II. La garantie de la libre circulation des dispositifs médicaux
Le marquage de conformité européenne permet aux produits de circuler librement sans que les États membres ne puissent exiger des contrôles additionnels. Les dispositifs médicaux certifiés sont présumés conformes aux exigences essentielles de sécurité et de santé définies par la législation d’harmonisation. La Cour rappelle que la directive « n’envisage aucun mécanisme de contrôle de conformité venant s’ajouter ou compléter ceux prévus » initialement. Exiger une nouvelle évaluation pour une simple étiquette constituerait une entrave disproportionnée aux échanges commerciaux au sein du marché intérieur. La confiance mutuelle dans les certifications initiales assure la fluidité des flux de marchandises entre les pays européens.
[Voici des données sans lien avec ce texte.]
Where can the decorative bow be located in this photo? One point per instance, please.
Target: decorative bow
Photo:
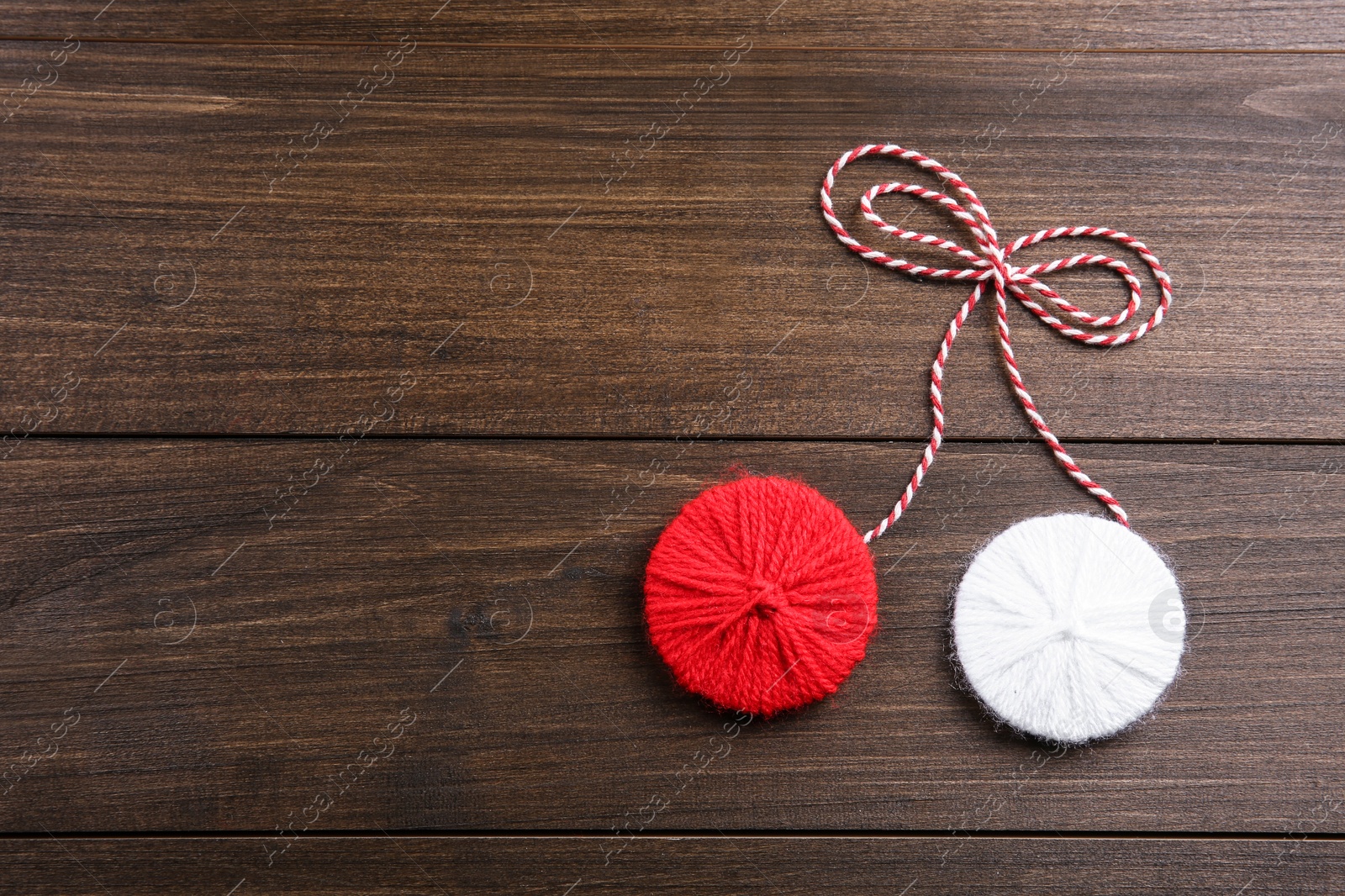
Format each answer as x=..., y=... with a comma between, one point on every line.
x=992, y=266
A. L’efficacité de la présomption de conformité européenne
Le marquage apposé par le fabricant original atteste que le produit a déjà subi avec succès les procédures d’évaluation requises. L’article 4 de la directive interdit aux autorités nationales de faire obstacle à la mise sur le marché des dispositifs certifiés. Une nouvelle procédure d’évaluation destinée à attester la conformité des informations d’identification ajouterait une étape inutile au processus de distribution. Le droit de l’Union s’oppose à ce qu’un État membre impose un second contrôle technique pour des modifications cosmétiques. La libre circulation des marchandises prévaut sur les exigences formalistes dès lors que la sécurité du produit est intacte.
B. La suffisance des mécanismes de surveillance et de vigilance
La protection de la santé publique reste assurée par des procédures de veille sanitaire et de sauvegarde applicables à tous les produits. Les autorités nationales conservent le pouvoir de retirer du marché tout dispositif présentant un risque avéré pour les utilisateurs. L’article 10 de la directive organise un recensement centralisé de toute « inadéquation de l’étiquetage ou de la notice d’instructions susceptibles d’entraîner ou d’avoir entraîné la mort ou une dégradation grave de l’état de santé ». Ces mécanismes de vigilance permettent de réagir efficacement en cas d’incident sans imposer des barrières administratives préalables et excessives. Le contrôle du marché garantit la sécurité des citoyens tout en respectant les libertés économiques fondamentales.